If, indeed as our melancholy atheists surmise, death were a final end and old age no more than the running down of a biological machine, how can this brightening, this strengthening, this late springtime of the soul be accounted for?

We saw lately the bright, benign, flexible strength of an eighty-year-old man shining on us from the Chair of Peter, before Pope John left us to go to the arms of his Master. It was a sign to us of the inward health and strength of the Church; and also a sign that youth and age both belong to God.

After Pope John’s death, a relative of mine wrote from England, and said page 12 that his manner of death had been a great consolation to her and freed her from all personal fear of death. ‘Old age is a marvellous time,’ she said (I cannot vouch that those were her exact words, but the next phrase is hers entirely) – ‘because the golden years are all ahead.’

The deepest problem of the old is most often loneliness. To an extent this is unavoidable, since many of their strongest friendships may be with people already on the other side of death’s river. They may have no difficulty in believing that those friends are waiting for them; but they cannot hold them by the hand and tell them that they love them and be consoled by them. To have friends among the dead can, of course, be a spiritual advantage.

I have often felt that my dead friends were a kind of spiritual bridgehead; that they made the prospect of death infinitely less formidable, since my eyes would open at the moment of that new strange birth to see their faces as well as the dazzling face of God. But there is another side to the problem of loneliness.

We might form guilds to visit old people who have no friends left on earth. We might do a hundred things. But none of these things will be a substitute for the communal life which our modern technological society is progressively destroying. When the old are sick, they go into hospitals where there are no familiar faces. When they die, they die in the company of nurses – or even nuns – who did not know them when they were younger and to whom they are up to a point strangers. To die among strangers is a sad thing. In the old pre-Christian communities it was regarded as a thing more terrible than death itself.

Let us look then at this society we are helping to manufacture. Never mind our technological achievements.
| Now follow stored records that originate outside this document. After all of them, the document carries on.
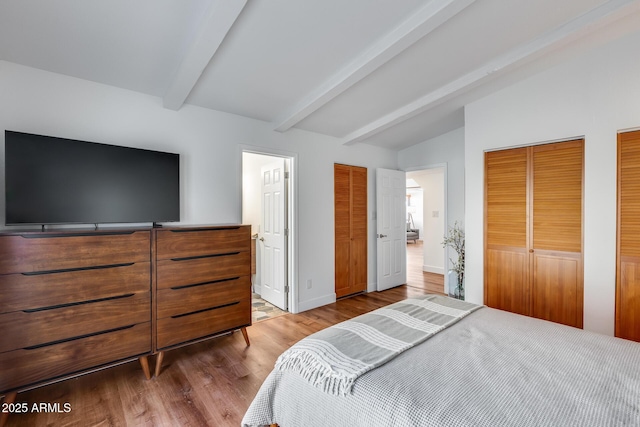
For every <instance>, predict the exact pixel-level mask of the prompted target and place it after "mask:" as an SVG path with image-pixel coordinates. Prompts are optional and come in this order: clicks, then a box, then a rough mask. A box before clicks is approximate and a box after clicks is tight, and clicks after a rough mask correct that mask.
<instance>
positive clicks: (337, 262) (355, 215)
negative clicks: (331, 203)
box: [334, 164, 367, 298]
mask: <svg viewBox="0 0 640 427" xmlns="http://www.w3.org/2000/svg"><path fill="white" fill-rule="evenodd" d="M334 218H335V280H336V283H335V290H336V297H338V298H340V297H343V296H346V295H351V294H355V293H358V292H363V291H365V290H366V289H367V168H363V167H358V166H348V165H341V164H335V165H334Z"/></svg>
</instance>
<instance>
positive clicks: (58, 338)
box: [0, 230, 152, 394]
mask: <svg viewBox="0 0 640 427" xmlns="http://www.w3.org/2000/svg"><path fill="white" fill-rule="evenodd" d="M150 246H151V231H149V230H146V231H126V230H123V231H117V232H100V231H95V232H94V231H91V232H86V231H85V232H60V231H57V232H26V233H8V232H4V233H2V234H1V235H0V328H1V330H2V339H1V340H0V366H1V367H2V369H0V394H5V393H7V392H15V391H20V390H26V389H29V388H32V387H35V386H38V385H43V384H46V383H48V382H54V381H58V380H61V379H64V378H67V377H70V376H74V375H77V374H80V373H83V372H87V371H90V370H93V369H99V368H103V367H106V366H112V365H115V364H119V363H123V362H126V361H131V360H135V359H136V358H139V359H140V362H141V364H142V367H143V369H144V371H145V374H146V375H147V378H149V377H150V375H149V367H148V363H147V355H149V354H151V352H152V347H151V255H150V253H151V252H150Z"/></svg>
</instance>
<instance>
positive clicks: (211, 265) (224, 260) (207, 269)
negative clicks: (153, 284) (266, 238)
mask: <svg viewBox="0 0 640 427" xmlns="http://www.w3.org/2000/svg"><path fill="white" fill-rule="evenodd" d="M248 242H249V241H248V240H247V243H248ZM250 257H251V254H250V253H249V252H248V251H247V252H236V253H232V254H228V255H216V256H212V257H204V258H195V259H186V260H178V261H173V260H170V259H166V260H162V261H158V266H157V269H158V289H167V288H172V287H177V286H185V285H195V284H198V283H206V282H212V281H215V280H221V279H230V278H234V277H242V276H249V274H250V268H251V266H250Z"/></svg>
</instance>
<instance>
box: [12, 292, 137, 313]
mask: <svg viewBox="0 0 640 427" xmlns="http://www.w3.org/2000/svg"><path fill="white" fill-rule="evenodd" d="M134 295H135V294H124V295H118V296H115V297H107V298H99V299H92V300H88V301H80V302H70V303H67V304H58V305H50V306H48V307H40V308H32V309H29V310H22V312H23V313H27V314H29V313H37V312H39V311H46V310H55V309H57V308H65V307H73V306H74V305H83V304H92V303H95V302H103V301H112V300H116V299H122V298H129V297H132V296H134Z"/></svg>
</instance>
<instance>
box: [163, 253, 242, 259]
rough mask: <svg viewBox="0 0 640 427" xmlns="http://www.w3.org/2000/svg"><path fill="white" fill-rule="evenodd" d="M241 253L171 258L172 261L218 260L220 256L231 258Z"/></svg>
mask: <svg viewBox="0 0 640 427" xmlns="http://www.w3.org/2000/svg"><path fill="white" fill-rule="evenodd" d="M239 253H240V252H228V253H226V254H213V255H196V256H190V257H184V258H171V261H190V260H192V259H202V258H216V257H220V256H230V255H238V254H239Z"/></svg>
Is our society, from a communal point of view, inferior or superior to the network of relationships that operate in an undeveloped African village? Do we share our crises with one another? Do we have the leisure and the spiritual capacity to help our neighbours through their emotional difficulties? Do we prepare for death as a communal as well as an individual event? Do we encourage our elders to share their dearly-bought wisdom with us? Do we step easily across the gap of generations?

If our answers to all or most of these questions are provisionally negative, then might it not be worth our while to be less fatalistic about it. Men get the society they deserve. If our pursuit of material security is making us neglect communal values, then let us slacken in that pursuit and try to build up true communities. I do not suggest that we should ever invade the privacy of the old. But let us keep them at the top of our list of potential friends.

Old friends are the best friends; and when we make friends with the old we may often be making friends with the friends of God.